Dask provides advanced parallelism for analytics, enabling performance at scale for the tools you love.
In a nutshell:
- you reserve a pool of "workers". Each worker is capable of performing tasks
- you specify what you want to do, and dask computes a computing graph of the tasks that need to be done to reach your final result
- dask schedules the tasks to the workers in your pool in parallel, in such a way as to reach the final result as soon as possible
Dask can run on:
- a single machine
- a cluster of machines
- a cluster with GPU machines
Go through the following sections of the Dask Tutorial on your machine:
- https://tutorial.dask.org/00_overview.html
- https://tutorial.dask.org/01_dask.delayed.html
- https://tutorial.dask.org/01x_lazy.html
We're now ready to use the resources of the IP2I SLURM Farm with Dask!
You should work on one of the lyoui*
machines.
Install miniconda for your account:
wget https://repo.anaconda.com/miniconda/Miniconda3-py39_4.10.3-Linux-x86_64.sh
bash Miniconda3-py39_4.10.3-Linux-x86_64.sh
Answer all questions, make sure everything went well, and then log out and log in again
Create your conda environment for this exercise:
conda create -n dask python=3.9
Activate it:
conda activate dask
Install the needed packages:
conda install -c conda-forge dask-jobqueue dask jupyter graphviz python-graphviz
Make sure that everything worked well:
python -c "import dask_jobqueue; print(dask_jobqueue.__version__)"
You should get:
/home/cms/cbernet/miniconda3/envs/dask/lib/python3.9/site-packages/dask_jobqueue/core.py:20: FutureWarning: tmpfile is deprecated and will be removed in a future release. Please use dask.utils.tmpfile instead.
from distributed.utils import tmpfile
0.7.3
The exact version and the warning can be ignored
Log into one of the lyoui* machines.
We're going to start a jupyter notebook server on one of the workers of the IP2I Slurm Farm.
First, choose your favourite number between 8000 and 10000, say it's XXXX.
Start your server on one of the workers:
srun jupyter notebook --no-browser --port=XXXX --ip=0.0.0.0
We specified:
- the port on which the server can be reached on the worker
- that the server can be reached from any ip addresss (
--ip
option)
Now check on which worker your server is running from another terminal
squeue -u $USER
542960 normal jupyter cbernet R 4:53 1 lyoworkYZW
If you're in the lab:
Point your browser to http://lyoworkYZW:XXXX
(change the name of the worker and the port appropriately), and enter your token, which can be found in the logs of your jupyter notebook command.
Open the first notebook below.
If you're outside the lab:
The worker is not reachable from outside the lab. So we're going to do ssh tunnelling.

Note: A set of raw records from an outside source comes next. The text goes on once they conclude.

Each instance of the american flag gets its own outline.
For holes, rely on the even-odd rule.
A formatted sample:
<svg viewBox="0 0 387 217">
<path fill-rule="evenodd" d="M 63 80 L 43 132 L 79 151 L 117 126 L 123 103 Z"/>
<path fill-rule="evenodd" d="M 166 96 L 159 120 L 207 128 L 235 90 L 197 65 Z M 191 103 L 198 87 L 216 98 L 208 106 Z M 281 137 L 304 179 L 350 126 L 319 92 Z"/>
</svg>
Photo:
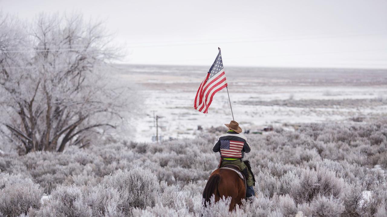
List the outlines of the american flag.
<svg viewBox="0 0 387 217">
<path fill-rule="evenodd" d="M 232 140 L 221 140 L 220 154 L 223 157 L 240 158 L 245 142 Z"/>
<path fill-rule="evenodd" d="M 216 59 L 197 90 L 194 102 L 194 108 L 203 113 L 208 113 L 208 108 L 212 102 L 214 95 L 226 86 L 227 81 L 219 49 Z"/>
</svg>

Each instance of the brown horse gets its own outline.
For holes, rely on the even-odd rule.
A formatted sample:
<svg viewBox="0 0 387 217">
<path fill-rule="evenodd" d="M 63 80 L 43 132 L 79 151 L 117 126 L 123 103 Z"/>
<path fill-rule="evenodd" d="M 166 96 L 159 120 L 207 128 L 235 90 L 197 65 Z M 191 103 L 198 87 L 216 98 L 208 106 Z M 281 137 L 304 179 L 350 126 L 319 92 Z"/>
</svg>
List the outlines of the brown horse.
<svg viewBox="0 0 387 217">
<path fill-rule="evenodd" d="M 209 202 L 212 195 L 215 195 L 215 202 L 223 196 L 231 197 L 229 211 L 235 209 L 236 204 L 242 205 L 242 199 L 246 197 L 244 181 L 236 173 L 231 170 L 221 168 L 212 172 L 203 192 L 204 206 Z"/>
</svg>

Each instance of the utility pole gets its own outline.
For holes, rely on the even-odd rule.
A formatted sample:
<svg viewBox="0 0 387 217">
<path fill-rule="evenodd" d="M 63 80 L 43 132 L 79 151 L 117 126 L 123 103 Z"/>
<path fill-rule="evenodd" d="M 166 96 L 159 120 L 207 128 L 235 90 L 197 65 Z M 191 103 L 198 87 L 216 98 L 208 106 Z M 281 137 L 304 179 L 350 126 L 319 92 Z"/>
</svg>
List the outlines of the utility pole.
<svg viewBox="0 0 387 217">
<path fill-rule="evenodd" d="M 164 117 L 156 115 L 156 141 L 159 142 L 159 119 Z"/>
</svg>

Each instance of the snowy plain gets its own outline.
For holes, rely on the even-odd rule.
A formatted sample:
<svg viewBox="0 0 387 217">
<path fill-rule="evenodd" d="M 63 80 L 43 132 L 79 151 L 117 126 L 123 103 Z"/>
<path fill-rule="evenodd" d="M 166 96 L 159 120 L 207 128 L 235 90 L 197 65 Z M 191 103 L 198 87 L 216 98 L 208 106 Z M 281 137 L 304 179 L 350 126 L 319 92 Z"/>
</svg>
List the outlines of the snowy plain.
<svg viewBox="0 0 387 217">
<path fill-rule="evenodd" d="M 208 114 L 192 108 L 208 68 L 118 66 L 113 75 L 121 82 L 135 83 L 144 100 L 141 118 L 135 121 L 135 140 L 149 142 L 156 135 L 154 111 L 163 117 L 159 120 L 159 134 L 163 139 L 194 137 L 198 126 L 217 127 L 232 120 L 225 88 L 215 95 Z M 225 70 L 235 120 L 251 132 L 270 125 L 293 130 L 299 123 L 348 122 L 387 112 L 387 70 L 237 67 Z M 340 105 L 343 100 L 353 100 L 350 105 Z M 302 106 L 297 105 L 300 100 L 303 100 Z M 278 104 L 279 101 L 292 105 Z M 260 103 L 262 102 L 265 103 Z"/>
</svg>

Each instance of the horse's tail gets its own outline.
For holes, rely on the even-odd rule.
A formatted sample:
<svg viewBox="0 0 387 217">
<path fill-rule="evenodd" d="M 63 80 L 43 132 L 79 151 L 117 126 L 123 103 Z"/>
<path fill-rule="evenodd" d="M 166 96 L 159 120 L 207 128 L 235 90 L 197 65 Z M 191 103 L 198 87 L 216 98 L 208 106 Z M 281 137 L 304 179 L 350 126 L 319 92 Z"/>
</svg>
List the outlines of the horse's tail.
<svg viewBox="0 0 387 217">
<path fill-rule="evenodd" d="M 203 191 L 203 198 L 204 199 L 204 206 L 207 206 L 207 202 L 209 202 L 210 198 L 213 194 L 219 194 L 217 192 L 217 186 L 220 181 L 221 176 L 219 174 L 214 174 L 208 179 L 207 184 Z"/>
</svg>

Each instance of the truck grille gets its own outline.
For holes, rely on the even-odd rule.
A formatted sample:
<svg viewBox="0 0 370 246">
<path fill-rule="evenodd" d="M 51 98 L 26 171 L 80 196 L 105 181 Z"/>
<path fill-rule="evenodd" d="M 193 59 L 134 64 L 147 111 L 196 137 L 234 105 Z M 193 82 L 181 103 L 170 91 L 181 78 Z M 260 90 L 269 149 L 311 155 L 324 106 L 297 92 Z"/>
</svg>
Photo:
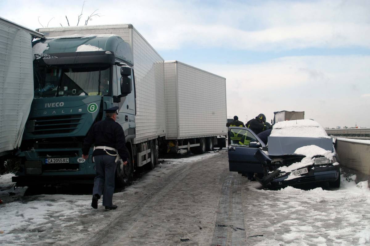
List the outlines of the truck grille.
<svg viewBox="0 0 370 246">
<path fill-rule="evenodd" d="M 83 119 L 82 115 L 48 116 L 33 119 L 28 122 L 29 131 L 36 135 L 69 133 L 77 129 Z"/>
</svg>

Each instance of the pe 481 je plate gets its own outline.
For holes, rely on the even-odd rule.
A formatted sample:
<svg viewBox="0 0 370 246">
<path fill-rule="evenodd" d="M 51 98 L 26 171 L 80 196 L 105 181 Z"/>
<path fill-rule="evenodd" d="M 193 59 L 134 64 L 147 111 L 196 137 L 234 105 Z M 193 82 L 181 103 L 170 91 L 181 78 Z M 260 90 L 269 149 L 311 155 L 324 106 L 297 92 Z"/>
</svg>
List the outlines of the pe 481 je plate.
<svg viewBox="0 0 370 246">
<path fill-rule="evenodd" d="M 307 172 L 308 172 L 308 169 L 307 169 L 307 168 L 305 168 L 293 171 L 292 172 L 292 173 L 295 176 L 298 176 L 302 174 L 307 173 Z"/>
<path fill-rule="evenodd" d="M 45 163 L 69 163 L 69 158 L 48 158 L 45 159 Z"/>
</svg>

From your machine at home, do:
ssh -L 8888:lyoworkXYZ:XXXX -L 8787:lyoworkXYZ:8787 lyoserv
This is going to connect you to lyoserv from home, and will map:
- port 8888 on your machine to the port of your jupyter notebook server on your worker
- port 8787 on your machine to port 8787 on your worker. As we will see later, this port will be used for the dask dashboard
On your machine at home, point your browser to http://localhost:8888
- dask_slurm.ipynb: How to run dask on the IP2I Slurm farm (dask delayed)
- dask_dataframe_slurm.ipynb: Analysis of a large text dataset (dask dataframe)
Now, we're going to analyze ROOT files with dask on the IP2I Slurm Farm.
ROOT is a high performance C++ analysis platform used in most particle physics experiments, and a large number of astrophysics experiments (Wikipedia).
In such experiments, the data has an instrinsic nested structure. In other words, we're not dealing with fixed columnar data such as tables or images. For example, a particle collision events at the LHC has:
- jets containing:
- particles reconstructed from:
- calorimeter clusters (sometimes)
- tracks reconstructed from:
- a varying number of clusters from the tracking system layers.
- particles reconstructed from:
Such data cannot be analyzed with fixed numpy arrays. Hence no pandas dataframes, and no dask dataframes.
A first solution would be to describe your workflows with dask delayed and PyROOT, a library that provides python bindings to ROOT. This is fairly straightforward but:
- this provides only limited parallelization.
- PyROOT is slow, and definitely not adapted to the analysis of the large amount of data that will be collected at HL-LHC.
Another solution is to use Awkward arrays. They make it possible to:
- define nested data structures
- use vectorization for very fast processing, as numpy is doing
Uproot converts ROOT files to awkward arrays, without even the need to install ROOT.
Coffea is a high level framework that facilitates analysis based on Uproot and Awkward arrays.
Installation
conda create -n coffea_dask python=3.9
conda activate coffea_dask
pip install coffea[dask] dask-jobqueue jupyter
Tutorial :
- test_muons.ipynb: basic analysis of CMS data with Coffea, Uproot, and Awkward arrays.